Currentzis, al frente de nuevo de la Joven Orquesta Gustav Mahler, con numerosos españoles entre sus filas, encontró aquí el caldo de cultivo ideal para lucir todo su catálogo de excentricidades gestuales: la que más frecuenta, apuntar fijamente con el dedo índice extendido, lo que llegó a hacer incluso en un caso en el que el supuesto destinatario de su indicación era un cantante que en ese momento estaba de espaldas y era imposible que lo viera. El momento más auténtico de la partitura, el canon final para cuatro violas da gamba (inicialmente sobre un re gravísimo del piano, luego sin él), un oasis de cordura y sentido común en medio de tanto desatino, sonó grabado o, cuando menos, deformado electrónicamente y, sobre todo, confuso, por lo que resultaba absolutamente imposible distinguir, aun con esfuerzo, cada una de las cuatro voces. Un final deslavazado para un espectáculo fallido y desnortado de principio a fin.

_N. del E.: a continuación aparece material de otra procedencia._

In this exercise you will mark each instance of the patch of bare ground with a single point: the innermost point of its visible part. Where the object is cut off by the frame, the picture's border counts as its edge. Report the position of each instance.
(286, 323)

El público aplaudió al final por lo que parecía más un gesto de cortesía hacia el inmenso esfuerzo humano desplegado, y quizás también impelido por el recuerdo de lo que había pagado por las entradas del estreno. Pero fueron aplausos breves, lacios y sin apenas calidez. Ataviados con sus mejores galas —esmóquines, pajaritas, trajes de noche, abalorios—, todos salieron sonrientes y satisfechos de la Felsenreitschule, ya sin incómodos y vociferantes manifestantes a la vista, tras abandonar la mente negra y laberíntica de Judith y las oscuras especulaciones escatológicas de Orff. Por su aspecto, nadie parecía dispuesto a pasar en días sucesivos, con Rimbaud, una auténtica temporada en el infierno. Vanitas vanitatum et omnia vanitas.